Xpectrass - From preprocessing to Machine Learning for Spectral Data

A comprehensive Python toolkit for FTIR spectral data preprocessing, analysis, and machine learning classification.

Python Version License Documentation Status Version

Overview

Xpectrass provides an end-to-end pipeline for FTIR spectra classification, from raw spectral data to machine learning predictions with model explainability. The library is built around two main classes:

  • FTIRdataprocessing: Comprehensive preprocessing pipeline with evaluation-first approach
  • FTIRdataanalysis: Statistical analysis, dimensionality reduction, and machine learning

Key Features

🔬 Preprocessing Pipeline

  • Evaluation-First Philosophy: Automatically find the best preprocessing parameters for your data
  • 9 Preprocessing Steps with multiple methods for each step
  • 50+ Baseline Correction algorithms via pybaselines (airpls, asls, arpls, etc.)
  • 7 Denoising Methods (Savitzky-Golay, wavelet, median, Gaussian, etc.)
  • 17+ Normalization Methods (SNV, vector, min-max, area, peak, PQN, entropy)
  • Atmospheric Correction (CO₂/H₂O removal and interpolation)
  • Spectral Derivatives (1st, 2nd, gap derivatives with smoothing)
  • Real-time Visualization at every preprocessing step

📊 Analysis & Visualization

  • Dimensionality Reduction: PCA, t-SNE, UMAP, PLS-DA, OPLS-DA
  • Statistical Analysis: ANOVA, correlation analysis, coefficient of variation
  • Clustering: K-means, hierarchical clustering with dendrograms
  • Interactive Plots: Mean spectra, heatmaps, overlay plots, and more

🤖 Machine Learning

  • 20+ Classification Models: Random Forest, XGBoost, LightGBM, SVM, Neural Networks, etc.
  • Automated Evaluation: Cross-validation, confusion matrices, performance metrics
  • Hyperparameter Tuning: Automatic optimization of top-performing models
  • Model Explainability: SHAP analysis for feature importance
  • Comparison Visualizations: Family comparison, efficiency analysis, overfitting detection

📦 Bundled Datasets

  • 6 Pre-loaded FTIR Plastic Datasets from published studies (2018-2024)
  • Ready-to-use examples for testing and learning
  • Datasets: Jung 2018, Kedzierski 2019, Frond 2021, Villegas-Camacho 2024

Installation

From PyPI (when published)

pip install xpectrass

From Source

git clone https://github.com/kazilab/xpectrass.git
cd xpectrass
pip install -e .

With Development Dependencies

pip install -e ".[dev]"

Quick Start

Option 1: Use Bundled Datasets

Xpectrass comes with 6 pre-loaded FTIR plastic datasets:

from xpectrass import FTIRdataprocessing
from xpectrass.data import load_jung_2018, get_data_info

# See available datasets
print(get_data_info())

# Load a dataset
df = load_jung_2018()

# Remove duplicate spectra
df = df.drop_duplicates(subset=['sample_id'])
print(f"Loaded {len(df)} spectra")

# Start preprocessing
ftir = FTIRdataprocessing(df, label_column="type")

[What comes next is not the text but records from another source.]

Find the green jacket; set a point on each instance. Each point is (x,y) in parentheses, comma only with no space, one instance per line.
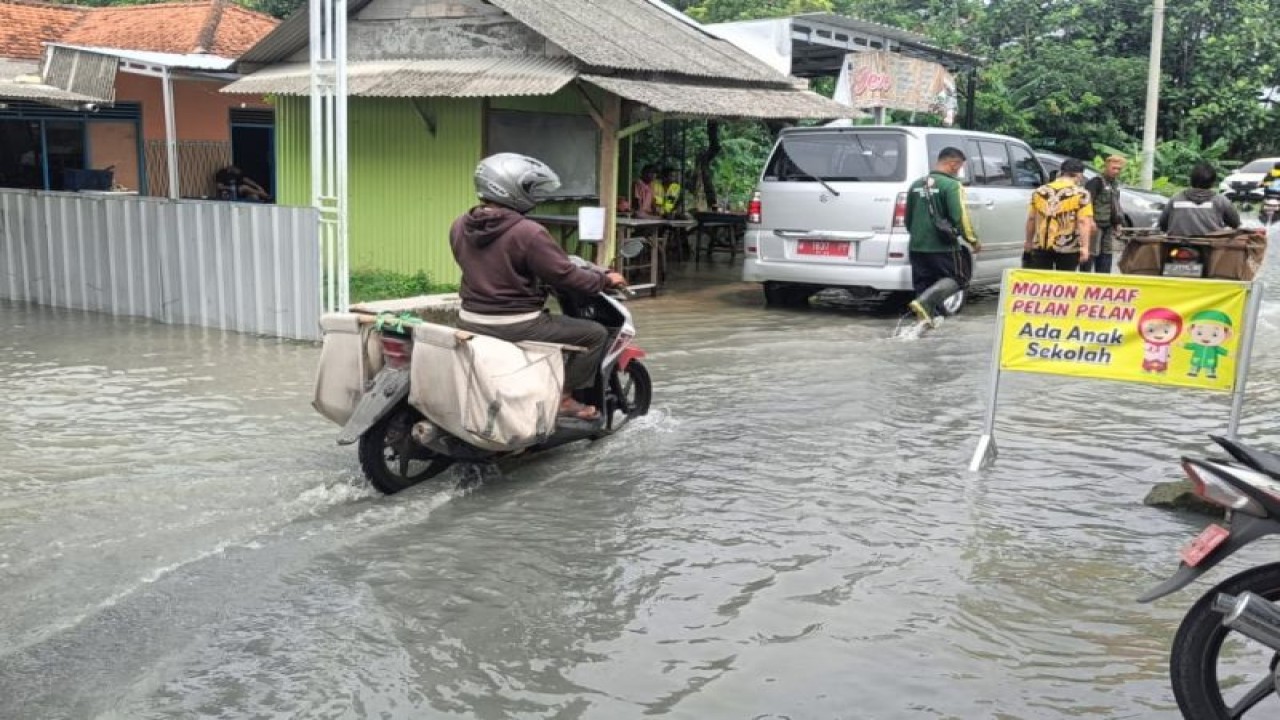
(949,199)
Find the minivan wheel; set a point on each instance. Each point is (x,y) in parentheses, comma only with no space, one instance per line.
(785,295)
(955,301)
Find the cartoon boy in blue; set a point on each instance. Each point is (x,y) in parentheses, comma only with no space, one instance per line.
(1208,331)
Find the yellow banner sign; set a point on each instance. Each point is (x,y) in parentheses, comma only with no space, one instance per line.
(1138,328)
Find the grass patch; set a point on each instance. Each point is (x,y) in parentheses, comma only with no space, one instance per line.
(387,285)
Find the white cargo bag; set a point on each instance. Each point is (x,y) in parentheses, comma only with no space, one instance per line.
(492,393)
(350,358)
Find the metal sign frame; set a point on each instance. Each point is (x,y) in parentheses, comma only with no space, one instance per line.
(984,455)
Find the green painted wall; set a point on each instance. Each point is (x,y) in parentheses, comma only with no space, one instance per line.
(407,186)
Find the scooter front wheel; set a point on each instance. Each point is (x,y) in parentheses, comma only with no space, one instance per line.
(392,460)
(1217,673)
(630,393)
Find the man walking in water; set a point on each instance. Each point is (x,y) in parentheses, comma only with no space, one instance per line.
(938,223)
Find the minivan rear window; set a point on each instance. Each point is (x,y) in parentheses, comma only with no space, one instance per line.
(1257,167)
(845,156)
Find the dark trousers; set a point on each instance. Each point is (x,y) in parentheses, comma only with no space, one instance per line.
(1097,264)
(579,367)
(928,268)
(1052,260)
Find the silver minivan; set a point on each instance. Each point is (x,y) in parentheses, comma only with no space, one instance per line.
(831,205)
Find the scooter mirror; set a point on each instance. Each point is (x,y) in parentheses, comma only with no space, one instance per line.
(631,247)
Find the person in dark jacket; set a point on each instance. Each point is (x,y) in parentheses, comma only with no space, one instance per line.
(508,260)
(1198,209)
(1107,215)
(938,264)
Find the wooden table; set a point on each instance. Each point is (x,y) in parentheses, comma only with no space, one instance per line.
(654,232)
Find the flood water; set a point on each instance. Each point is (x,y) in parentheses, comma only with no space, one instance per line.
(790,533)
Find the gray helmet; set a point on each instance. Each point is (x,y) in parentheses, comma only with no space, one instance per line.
(513,181)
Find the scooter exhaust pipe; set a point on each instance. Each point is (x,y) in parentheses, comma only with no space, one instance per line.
(1251,615)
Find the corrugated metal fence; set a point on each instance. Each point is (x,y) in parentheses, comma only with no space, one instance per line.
(232,265)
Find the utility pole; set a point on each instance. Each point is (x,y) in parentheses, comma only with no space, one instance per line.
(1148,127)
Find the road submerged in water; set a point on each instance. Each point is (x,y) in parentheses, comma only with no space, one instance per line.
(790,533)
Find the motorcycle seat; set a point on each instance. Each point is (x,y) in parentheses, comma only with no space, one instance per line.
(1260,460)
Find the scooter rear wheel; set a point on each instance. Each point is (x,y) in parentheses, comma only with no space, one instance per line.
(392,460)
(630,393)
(1203,643)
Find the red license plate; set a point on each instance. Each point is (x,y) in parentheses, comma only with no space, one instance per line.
(1203,545)
(822,247)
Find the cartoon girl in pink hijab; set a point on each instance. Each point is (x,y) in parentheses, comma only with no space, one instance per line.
(1159,328)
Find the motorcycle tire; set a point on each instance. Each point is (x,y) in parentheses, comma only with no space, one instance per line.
(1198,643)
(630,393)
(392,460)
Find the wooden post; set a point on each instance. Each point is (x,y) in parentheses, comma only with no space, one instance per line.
(608,177)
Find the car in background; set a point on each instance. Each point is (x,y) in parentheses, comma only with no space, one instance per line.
(1142,208)
(830,208)
(1246,178)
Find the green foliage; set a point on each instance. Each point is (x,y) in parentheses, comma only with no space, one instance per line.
(1173,162)
(384,285)
(1068,74)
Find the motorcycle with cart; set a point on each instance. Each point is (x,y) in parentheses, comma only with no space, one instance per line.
(432,395)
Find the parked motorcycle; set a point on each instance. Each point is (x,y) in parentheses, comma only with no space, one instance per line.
(1211,637)
(398,447)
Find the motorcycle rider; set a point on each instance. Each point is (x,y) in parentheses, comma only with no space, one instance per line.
(508,260)
(1198,209)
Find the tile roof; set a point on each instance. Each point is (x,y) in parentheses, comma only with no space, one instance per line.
(202,26)
(620,35)
(638,35)
(476,77)
(26,23)
(707,99)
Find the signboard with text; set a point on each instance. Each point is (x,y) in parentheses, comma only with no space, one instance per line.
(891,80)
(1192,333)
(1137,328)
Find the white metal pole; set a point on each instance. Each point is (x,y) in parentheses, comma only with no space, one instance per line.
(341,139)
(1242,363)
(1148,126)
(170,133)
(316,131)
(986,451)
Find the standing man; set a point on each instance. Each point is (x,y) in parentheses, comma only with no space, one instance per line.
(645,200)
(1107,215)
(1060,222)
(938,223)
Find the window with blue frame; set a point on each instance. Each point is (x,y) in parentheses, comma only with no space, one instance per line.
(44,147)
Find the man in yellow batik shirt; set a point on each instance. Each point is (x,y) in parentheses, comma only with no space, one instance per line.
(1060,222)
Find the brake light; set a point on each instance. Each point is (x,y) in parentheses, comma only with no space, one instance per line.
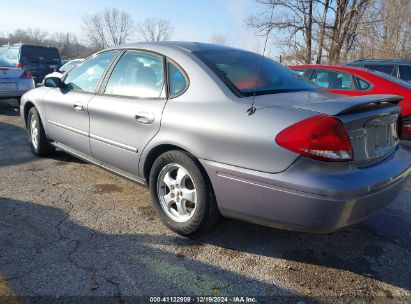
(405,127)
(26,75)
(320,137)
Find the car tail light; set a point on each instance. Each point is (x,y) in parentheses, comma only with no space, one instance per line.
(26,75)
(406,127)
(320,137)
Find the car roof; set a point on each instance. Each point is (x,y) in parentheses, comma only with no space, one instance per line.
(328,66)
(182,45)
(381,61)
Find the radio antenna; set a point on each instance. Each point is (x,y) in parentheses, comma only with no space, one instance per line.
(252,109)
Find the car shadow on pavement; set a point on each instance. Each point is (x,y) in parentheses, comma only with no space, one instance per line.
(43,252)
(379,248)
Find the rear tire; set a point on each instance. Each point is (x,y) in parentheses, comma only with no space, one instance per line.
(39,142)
(181,193)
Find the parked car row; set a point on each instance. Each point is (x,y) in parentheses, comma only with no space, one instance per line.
(357,81)
(214,131)
(24,65)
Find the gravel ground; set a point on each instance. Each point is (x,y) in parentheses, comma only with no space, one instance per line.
(72,232)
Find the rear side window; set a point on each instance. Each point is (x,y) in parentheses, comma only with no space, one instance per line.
(385,68)
(177,81)
(240,71)
(405,72)
(137,74)
(33,54)
(299,71)
(363,85)
(9,57)
(86,76)
(333,80)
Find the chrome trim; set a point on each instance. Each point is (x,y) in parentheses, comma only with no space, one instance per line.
(114,143)
(68,128)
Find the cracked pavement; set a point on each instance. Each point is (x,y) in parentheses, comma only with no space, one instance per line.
(68,228)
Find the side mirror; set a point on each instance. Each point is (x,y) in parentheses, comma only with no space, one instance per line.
(53,82)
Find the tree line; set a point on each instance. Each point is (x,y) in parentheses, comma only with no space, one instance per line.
(334,31)
(103,29)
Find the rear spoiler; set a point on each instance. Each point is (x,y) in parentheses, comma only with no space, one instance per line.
(347,104)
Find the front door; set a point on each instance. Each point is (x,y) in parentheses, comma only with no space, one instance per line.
(66,108)
(126,114)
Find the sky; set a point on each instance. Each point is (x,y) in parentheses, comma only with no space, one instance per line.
(193,20)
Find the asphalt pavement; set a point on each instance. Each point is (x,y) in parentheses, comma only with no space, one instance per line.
(71,232)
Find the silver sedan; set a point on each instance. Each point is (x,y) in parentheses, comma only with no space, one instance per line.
(221,131)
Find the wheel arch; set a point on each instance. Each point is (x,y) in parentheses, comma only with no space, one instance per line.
(27,106)
(156,151)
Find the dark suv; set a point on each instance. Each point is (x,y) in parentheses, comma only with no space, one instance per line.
(397,68)
(36,60)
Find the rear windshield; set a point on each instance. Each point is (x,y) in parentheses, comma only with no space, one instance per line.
(396,80)
(36,54)
(405,72)
(9,57)
(240,70)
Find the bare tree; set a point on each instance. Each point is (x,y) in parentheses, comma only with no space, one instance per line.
(219,39)
(294,18)
(152,29)
(108,28)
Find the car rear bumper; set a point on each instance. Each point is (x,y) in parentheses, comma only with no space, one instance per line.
(306,197)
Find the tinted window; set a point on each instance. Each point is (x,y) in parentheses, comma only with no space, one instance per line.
(299,71)
(137,74)
(177,81)
(363,84)
(385,68)
(396,80)
(70,65)
(241,70)
(333,80)
(405,72)
(33,54)
(9,56)
(86,76)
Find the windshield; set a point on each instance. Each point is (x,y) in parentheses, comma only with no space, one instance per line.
(9,56)
(396,80)
(240,71)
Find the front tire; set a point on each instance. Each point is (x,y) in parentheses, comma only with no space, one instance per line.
(181,193)
(37,137)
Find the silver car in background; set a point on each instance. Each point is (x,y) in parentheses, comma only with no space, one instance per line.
(14,81)
(212,134)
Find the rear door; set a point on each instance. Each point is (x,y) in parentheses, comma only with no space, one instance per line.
(66,108)
(126,113)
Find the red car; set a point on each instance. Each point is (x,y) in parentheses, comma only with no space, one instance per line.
(354,81)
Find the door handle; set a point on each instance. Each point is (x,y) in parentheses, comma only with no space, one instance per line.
(78,107)
(145,117)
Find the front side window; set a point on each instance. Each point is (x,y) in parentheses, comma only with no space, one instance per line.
(405,72)
(177,81)
(241,70)
(137,74)
(332,80)
(86,76)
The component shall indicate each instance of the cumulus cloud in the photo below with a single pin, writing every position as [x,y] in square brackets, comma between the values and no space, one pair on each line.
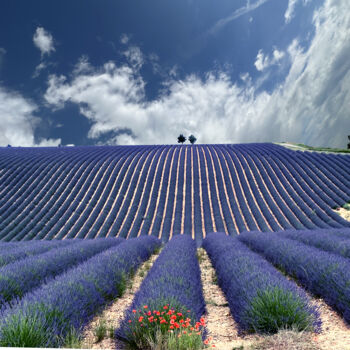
[43,40]
[311,105]
[134,55]
[18,122]
[41,66]
[289,14]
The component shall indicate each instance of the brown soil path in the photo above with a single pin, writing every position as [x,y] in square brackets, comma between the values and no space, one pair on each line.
[344,213]
[219,322]
[222,328]
[114,313]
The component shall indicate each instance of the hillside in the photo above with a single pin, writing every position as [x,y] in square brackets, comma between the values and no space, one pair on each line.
[127,191]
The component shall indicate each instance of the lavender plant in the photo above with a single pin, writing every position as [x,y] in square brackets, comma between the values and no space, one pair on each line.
[23,250]
[172,288]
[48,316]
[20,277]
[322,273]
[331,240]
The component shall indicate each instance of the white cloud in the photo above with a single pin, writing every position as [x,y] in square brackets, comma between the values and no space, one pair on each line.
[263,61]
[43,40]
[83,66]
[289,14]
[134,55]
[38,69]
[311,105]
[236,14]
[124,38]
[18,121]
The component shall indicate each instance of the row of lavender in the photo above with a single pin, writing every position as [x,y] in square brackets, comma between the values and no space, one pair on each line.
[128,191]
[60,307]
[170,299]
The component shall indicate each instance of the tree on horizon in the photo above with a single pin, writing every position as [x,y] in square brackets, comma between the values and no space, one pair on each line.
[192,139]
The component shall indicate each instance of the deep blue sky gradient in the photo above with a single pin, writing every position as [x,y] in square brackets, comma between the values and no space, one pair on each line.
[176,31]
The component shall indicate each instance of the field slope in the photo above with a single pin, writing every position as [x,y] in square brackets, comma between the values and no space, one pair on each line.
[128,191]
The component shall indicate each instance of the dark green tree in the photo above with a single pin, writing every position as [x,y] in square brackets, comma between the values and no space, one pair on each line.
[192,139]
[181,139]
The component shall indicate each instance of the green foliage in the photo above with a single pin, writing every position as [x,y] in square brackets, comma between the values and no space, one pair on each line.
[159,330]
[100,330]
[273,309]
[73,339]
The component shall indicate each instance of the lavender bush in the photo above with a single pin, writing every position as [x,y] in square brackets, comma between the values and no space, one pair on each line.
[330,240]
[261,299]
[47,316]
[20,277]
[324,274]
[23,250]
[173,283]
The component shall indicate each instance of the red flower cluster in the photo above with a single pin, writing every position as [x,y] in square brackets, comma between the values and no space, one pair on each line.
[168,319]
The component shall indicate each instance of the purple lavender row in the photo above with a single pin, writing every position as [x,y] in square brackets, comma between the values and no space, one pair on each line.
[23,251]
[322,273]
[332,240]
[20,277]
[67,303]
[260,298]
[174,279]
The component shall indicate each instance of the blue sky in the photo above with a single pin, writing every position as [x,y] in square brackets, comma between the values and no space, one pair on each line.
[142,72]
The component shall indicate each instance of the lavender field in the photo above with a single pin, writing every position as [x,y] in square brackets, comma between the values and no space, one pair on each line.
[129,191]
[79,224]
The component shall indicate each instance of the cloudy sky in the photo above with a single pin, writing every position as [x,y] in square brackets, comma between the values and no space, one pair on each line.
[89,72]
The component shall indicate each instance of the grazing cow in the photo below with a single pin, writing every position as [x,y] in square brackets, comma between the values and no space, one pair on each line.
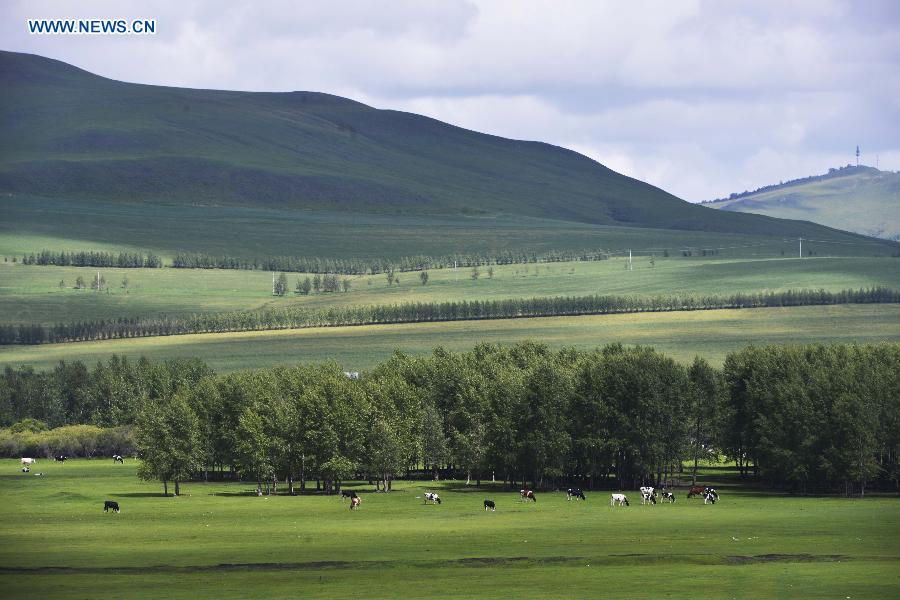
[574,493]
[696,490]
[648,495]
[618,499]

Option 2: Load Your Own Data

from xpectrass import FTIRdataprocessing
from xpectrass.utils import process_batch_files
import glob
import pandas as pd

# Load single CSV file
df = pd.read_csv("ftir_data.csv", index_col=0)

# Or load multiple files
files = glob.glob('data/plastics/*.csv')
df = process_batch_files(files)

print(f"Loaded {len(df)} spectra with {len(df.columns)-1} wavenumbers")

Data Format:

  • Rows: Individual spectra
  • Columns: One label column + wavenumber columns (e.g., "400.0", "401.0", ...)
  • Index: Sample names or IDs

Example CSV structure:

sample_id,type,400.0,401.0,402.0,...,4000.0
HDPE_001,HDPE,0.123,0.125,0.128,...,0.045
PP_001,PP,0.098,0.102,0.105,...,0.038

Basic Preprocessing Workflow

Step-by-Step Approach

from xpectrass import FTIRdataprocessing

# Initialize
ftir = FTIRdataprocessing(
    df,
    label_column="type",  # Name of your label column
    wn_min=400,           # Minimum wavenumber
    wn_max=4000           # Maximum wavenumber
)

# Step 1: Convert to absorbance (if data is in transmittance)
ftir.convert(mode="to_absorbance", plot=True)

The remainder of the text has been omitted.